Measuring the True Energy Cost of Correct LLM Inference

Ceylin Ece, Georgios Markozanis, Kunal Narwani, Amy van der Meijden.

Group 7.

A model that uses less energy per token is not necessarily cheaper per correct answer. This project challenges the common practice of measuring LLM inference energy in isolation by introducing correctness as a first-class metric. We benchmark three recent ~3B-parameter LLMs from distinct model families (Llama 3.2, Qwen 2.5, Phi-3), all at 4-bit quantization, against the MBPP coding benchmark. Rather than reporting only energy per token, we measure energy per correct solution and find that models with nearly identical per-token costs can differ by over 13× in the energy required to produce a correct output.

Introduction

Large Language Models (LLMs) have become embedded in nearly every layer of modern software, from code assistants to customer-facing chatbots. Yet every inference call carries a hidden energy cost - one that scales with the billions of daily queries these models serve. According to the International Energy Agency, data-centre electricity demand is projected to more than double by 2030, with AI workloads as a leading driver (IEA, 2024). While much attention has been paid to the enormous cost of training large models, inference - the phase where a model is actually used - accounts for the vast majority of a model’s lifetime energy footprint. As Ji et al. note, “the electricity demand associated with inference, in contrast to that of training, has garnered relatively little attention, and suffers from a lack of standardized, formulaic approaches” (Ji, 2025). This matters because practitioners choosing between models rarely have energy data to guide them. Leaderboards rank accuracy; benchmarks report tokens-per-second; but almost none report Joules per correct answer. A model that scores 2% higher on a benchmark may cost 13× more energy per correct output - a trade-off invisible to anyone who only looks at accuracy tables.

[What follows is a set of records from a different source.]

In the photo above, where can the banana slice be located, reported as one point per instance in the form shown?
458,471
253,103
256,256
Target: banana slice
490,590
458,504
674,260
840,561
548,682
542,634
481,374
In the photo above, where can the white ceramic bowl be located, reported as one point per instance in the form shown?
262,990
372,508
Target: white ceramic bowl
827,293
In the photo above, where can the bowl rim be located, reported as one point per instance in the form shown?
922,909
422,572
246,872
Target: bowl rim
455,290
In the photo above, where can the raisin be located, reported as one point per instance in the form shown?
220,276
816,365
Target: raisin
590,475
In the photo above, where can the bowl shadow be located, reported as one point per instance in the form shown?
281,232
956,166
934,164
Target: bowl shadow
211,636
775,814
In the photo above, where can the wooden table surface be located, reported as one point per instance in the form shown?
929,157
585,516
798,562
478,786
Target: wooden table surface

All three models in this study use 4-bit quantization; a technique that reduces the numerical precision of weights and activations to make LLMs cheaper and faster to run on consumer hardware. By fixing the quantization level, we focus on a different question: given that all models are already quantized, which architecture delivers the most correct answers per Joule? Standard benchmarks do not answer this because they report energy or accuracy in isolation. This project bridges that gap by measuring energy per correct solution across three architecturally distinct ~3B parameter LLMs on a real coding benchmark.

Research question: Among architecturally distinct small LLMs all running at 4-bit quantization, how does the choice of model affect the energy cost of producing correct solutions?

Hypothesis

We hypothesize that models with higher pass rates will also consume more energy per correct solution, since achieving better task performance likely requires more computation per inference. In other words, we expect an energy–accuracy trade-off: the most accurate model will be the most expensive per correct answer.

Methodology

Models

We select three general-purpose instruction-tuned models from distinct model families:

Qwen 2.5 - Q4_K_M quantization
Llama 3.2 - Q4_K_M quantization
Ministral 3 - Q4 quantization

All three are approximately 3 billion parameters and run in 4-bit GGUF format via llama.cpp.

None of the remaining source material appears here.